ERIC Number: ED204029
Record Type: RIE
Publication Date: 1980
Reference Count: 0
Children's Feelings About Themselves. Unit for Child Studies Selected Papers Number 1.
A positive self-concept is important for all children. Parents can assess their children's feelings about themselves and improve their children's self-respect. Feelings about the self are important because they affect children's success, sense of worth, ability to love others and to learn. Adults may inadvertently undermine a child's self-esteem so that he/she does not have sufficient ego strength for taking the risks inherent in learning. Questionnaires can be used by parents to gain a more detailed understanding of a child's identity. After the level of the child's self-concept has been ascertained, many types of activity can be employed to raise the self-respect of a child who has a low self-concept. In an atmosphere of trust, teachers and parents may explore the outcomes of the following games and activities: (1) providing a personal time line on which children may record personal experiences on cards clipped to the line; (2) sharing success symbols such as photos or certificates, (3) organizing games in which children detect detracting or enhancing speech; (4) emphasizing children's strengths; (5) facilitating a positive body image; (6) aiding in the setting of attainable goals; (7) becoming aware of speech habits (for example, the over use of "should,") that diminish children's sense of self-worth; and (8) increasing children's awareness of others' perspectives through role play and role reversals. (Author/RH)

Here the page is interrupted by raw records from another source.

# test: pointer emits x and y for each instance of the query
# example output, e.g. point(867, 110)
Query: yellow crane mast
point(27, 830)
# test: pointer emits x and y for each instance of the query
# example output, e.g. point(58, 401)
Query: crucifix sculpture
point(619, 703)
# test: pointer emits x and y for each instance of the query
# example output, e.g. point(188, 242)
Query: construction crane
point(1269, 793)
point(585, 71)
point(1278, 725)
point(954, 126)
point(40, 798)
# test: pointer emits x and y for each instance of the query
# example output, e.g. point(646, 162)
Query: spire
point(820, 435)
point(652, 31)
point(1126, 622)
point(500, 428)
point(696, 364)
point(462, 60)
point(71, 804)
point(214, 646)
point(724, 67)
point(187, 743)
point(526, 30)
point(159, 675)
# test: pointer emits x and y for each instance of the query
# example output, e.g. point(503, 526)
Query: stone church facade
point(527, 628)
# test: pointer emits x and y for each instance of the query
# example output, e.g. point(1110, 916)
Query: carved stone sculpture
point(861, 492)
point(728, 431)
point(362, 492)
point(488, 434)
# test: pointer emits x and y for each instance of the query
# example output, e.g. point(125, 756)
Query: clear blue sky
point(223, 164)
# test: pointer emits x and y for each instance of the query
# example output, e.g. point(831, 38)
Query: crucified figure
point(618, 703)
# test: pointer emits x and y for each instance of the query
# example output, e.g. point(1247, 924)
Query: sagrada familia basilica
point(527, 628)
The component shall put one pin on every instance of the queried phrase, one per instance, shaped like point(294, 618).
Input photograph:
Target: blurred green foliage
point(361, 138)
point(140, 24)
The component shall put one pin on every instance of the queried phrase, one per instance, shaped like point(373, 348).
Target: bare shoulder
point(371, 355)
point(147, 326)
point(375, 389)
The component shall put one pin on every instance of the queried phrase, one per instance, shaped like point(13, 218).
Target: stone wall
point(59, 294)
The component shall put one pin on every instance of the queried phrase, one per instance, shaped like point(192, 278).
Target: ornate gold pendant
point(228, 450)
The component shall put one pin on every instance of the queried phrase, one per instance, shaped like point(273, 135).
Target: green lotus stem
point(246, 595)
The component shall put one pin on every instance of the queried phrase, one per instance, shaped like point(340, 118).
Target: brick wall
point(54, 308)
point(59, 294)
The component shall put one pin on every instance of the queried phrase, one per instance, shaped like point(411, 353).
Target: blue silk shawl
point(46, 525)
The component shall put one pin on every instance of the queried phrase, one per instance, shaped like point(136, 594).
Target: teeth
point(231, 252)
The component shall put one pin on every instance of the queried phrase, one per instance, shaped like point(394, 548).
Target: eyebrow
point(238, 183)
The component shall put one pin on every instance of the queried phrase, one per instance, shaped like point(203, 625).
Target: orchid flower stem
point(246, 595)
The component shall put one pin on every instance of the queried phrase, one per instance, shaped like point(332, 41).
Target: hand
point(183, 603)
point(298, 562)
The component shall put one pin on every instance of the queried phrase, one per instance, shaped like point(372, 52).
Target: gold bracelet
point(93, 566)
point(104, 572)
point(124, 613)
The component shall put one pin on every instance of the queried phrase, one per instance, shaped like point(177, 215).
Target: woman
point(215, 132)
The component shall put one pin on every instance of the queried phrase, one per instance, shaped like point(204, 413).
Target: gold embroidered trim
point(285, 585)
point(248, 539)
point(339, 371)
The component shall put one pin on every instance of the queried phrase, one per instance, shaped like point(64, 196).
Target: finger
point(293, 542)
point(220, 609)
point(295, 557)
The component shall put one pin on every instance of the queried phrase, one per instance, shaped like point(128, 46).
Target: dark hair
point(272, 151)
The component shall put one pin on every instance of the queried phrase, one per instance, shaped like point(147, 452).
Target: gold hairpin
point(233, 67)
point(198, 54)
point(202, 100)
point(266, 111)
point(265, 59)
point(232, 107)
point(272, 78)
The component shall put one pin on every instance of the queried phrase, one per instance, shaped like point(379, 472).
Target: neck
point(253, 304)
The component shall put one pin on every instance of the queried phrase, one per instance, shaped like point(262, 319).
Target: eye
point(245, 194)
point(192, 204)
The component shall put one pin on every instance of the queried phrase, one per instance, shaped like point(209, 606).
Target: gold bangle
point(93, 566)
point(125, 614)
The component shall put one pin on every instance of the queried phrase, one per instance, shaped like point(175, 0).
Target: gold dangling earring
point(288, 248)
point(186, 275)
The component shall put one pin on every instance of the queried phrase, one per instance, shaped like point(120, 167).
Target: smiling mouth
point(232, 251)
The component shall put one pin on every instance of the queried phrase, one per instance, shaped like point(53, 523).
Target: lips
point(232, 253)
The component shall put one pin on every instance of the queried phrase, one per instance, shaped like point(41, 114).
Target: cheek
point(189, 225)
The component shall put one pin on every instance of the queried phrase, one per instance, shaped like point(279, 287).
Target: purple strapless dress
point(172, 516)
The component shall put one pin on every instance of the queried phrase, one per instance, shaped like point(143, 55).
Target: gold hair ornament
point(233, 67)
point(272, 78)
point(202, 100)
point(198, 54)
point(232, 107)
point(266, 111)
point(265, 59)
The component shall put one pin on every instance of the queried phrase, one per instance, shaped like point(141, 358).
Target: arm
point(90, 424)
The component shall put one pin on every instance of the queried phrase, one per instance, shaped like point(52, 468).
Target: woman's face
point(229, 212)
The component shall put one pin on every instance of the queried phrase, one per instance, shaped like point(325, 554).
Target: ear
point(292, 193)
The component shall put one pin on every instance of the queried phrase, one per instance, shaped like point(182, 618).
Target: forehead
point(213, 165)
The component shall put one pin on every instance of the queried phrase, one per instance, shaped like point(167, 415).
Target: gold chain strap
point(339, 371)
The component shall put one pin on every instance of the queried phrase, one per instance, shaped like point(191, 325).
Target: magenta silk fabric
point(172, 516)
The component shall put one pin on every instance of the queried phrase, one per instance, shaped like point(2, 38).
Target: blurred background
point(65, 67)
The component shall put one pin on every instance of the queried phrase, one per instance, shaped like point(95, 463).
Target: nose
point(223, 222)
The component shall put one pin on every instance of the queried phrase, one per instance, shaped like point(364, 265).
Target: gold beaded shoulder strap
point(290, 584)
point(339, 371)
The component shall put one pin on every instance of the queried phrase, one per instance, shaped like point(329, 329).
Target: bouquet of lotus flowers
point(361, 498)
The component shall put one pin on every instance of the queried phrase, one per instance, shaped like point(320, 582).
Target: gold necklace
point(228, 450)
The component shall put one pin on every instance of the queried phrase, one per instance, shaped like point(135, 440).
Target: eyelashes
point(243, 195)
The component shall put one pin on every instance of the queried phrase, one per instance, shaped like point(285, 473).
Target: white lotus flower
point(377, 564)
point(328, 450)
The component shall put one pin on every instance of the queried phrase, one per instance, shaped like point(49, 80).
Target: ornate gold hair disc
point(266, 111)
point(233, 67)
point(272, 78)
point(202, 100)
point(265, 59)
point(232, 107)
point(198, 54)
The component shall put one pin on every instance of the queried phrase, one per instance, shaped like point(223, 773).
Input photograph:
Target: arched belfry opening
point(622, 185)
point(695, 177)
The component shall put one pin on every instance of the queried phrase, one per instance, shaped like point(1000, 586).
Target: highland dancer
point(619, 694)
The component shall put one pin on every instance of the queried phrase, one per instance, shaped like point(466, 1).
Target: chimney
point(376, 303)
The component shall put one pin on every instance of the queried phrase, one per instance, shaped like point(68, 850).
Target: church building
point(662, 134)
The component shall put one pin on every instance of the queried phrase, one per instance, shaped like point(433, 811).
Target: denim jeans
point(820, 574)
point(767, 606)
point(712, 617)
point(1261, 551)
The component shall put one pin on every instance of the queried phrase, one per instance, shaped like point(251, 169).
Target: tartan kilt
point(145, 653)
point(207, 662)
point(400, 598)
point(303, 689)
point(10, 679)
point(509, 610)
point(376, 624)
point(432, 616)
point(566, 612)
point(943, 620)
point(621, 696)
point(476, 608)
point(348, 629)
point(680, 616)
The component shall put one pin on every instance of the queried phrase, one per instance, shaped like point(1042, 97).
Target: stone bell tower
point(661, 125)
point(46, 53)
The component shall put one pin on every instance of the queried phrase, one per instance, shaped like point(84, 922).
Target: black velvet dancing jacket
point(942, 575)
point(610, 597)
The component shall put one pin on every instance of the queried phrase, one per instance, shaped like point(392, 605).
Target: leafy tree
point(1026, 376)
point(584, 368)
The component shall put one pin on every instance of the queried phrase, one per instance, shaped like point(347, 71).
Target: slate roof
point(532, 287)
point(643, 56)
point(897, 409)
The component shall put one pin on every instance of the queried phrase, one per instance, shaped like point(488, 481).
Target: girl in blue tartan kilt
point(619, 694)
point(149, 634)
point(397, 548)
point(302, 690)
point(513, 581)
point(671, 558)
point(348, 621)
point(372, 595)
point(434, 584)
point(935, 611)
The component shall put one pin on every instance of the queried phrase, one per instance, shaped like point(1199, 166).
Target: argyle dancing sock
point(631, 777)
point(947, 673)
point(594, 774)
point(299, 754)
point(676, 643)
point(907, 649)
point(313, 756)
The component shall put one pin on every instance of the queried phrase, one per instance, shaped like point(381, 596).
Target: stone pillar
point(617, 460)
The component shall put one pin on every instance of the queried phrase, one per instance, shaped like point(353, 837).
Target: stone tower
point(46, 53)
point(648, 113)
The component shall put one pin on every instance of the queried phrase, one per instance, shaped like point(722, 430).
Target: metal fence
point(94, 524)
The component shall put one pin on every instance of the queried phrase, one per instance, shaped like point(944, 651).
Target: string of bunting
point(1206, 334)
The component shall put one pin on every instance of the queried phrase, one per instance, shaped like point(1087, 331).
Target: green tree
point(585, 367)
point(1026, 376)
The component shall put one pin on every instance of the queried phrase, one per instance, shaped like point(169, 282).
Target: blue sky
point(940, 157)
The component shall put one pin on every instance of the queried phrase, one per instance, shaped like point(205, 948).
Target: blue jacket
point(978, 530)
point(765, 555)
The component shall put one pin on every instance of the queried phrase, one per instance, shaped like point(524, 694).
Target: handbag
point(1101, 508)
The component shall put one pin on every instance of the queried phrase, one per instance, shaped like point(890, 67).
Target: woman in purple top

Descriptors: Children, Childrens Games, Foreign Countries, Group Activities, Intervention, Parent Education, Parent Influence, Postsecondary Education, Questionnaires, Self Concept, Self Esteem, Teacher Influence
Unit for Child Studies, School of Education, University of NSW, P.O. Box 1, Kensington, NSW 2033, Australia ($2.00; payment should be made in Australian dollars).
Publication Type: Opinion Papers; Speeches/Meeting Papers
Education Level: N/A
Authoring Institution: New South Wales Univ., Kensington (Australia). School of Education.
Note: For other papers in this series, see PS 012 278-285.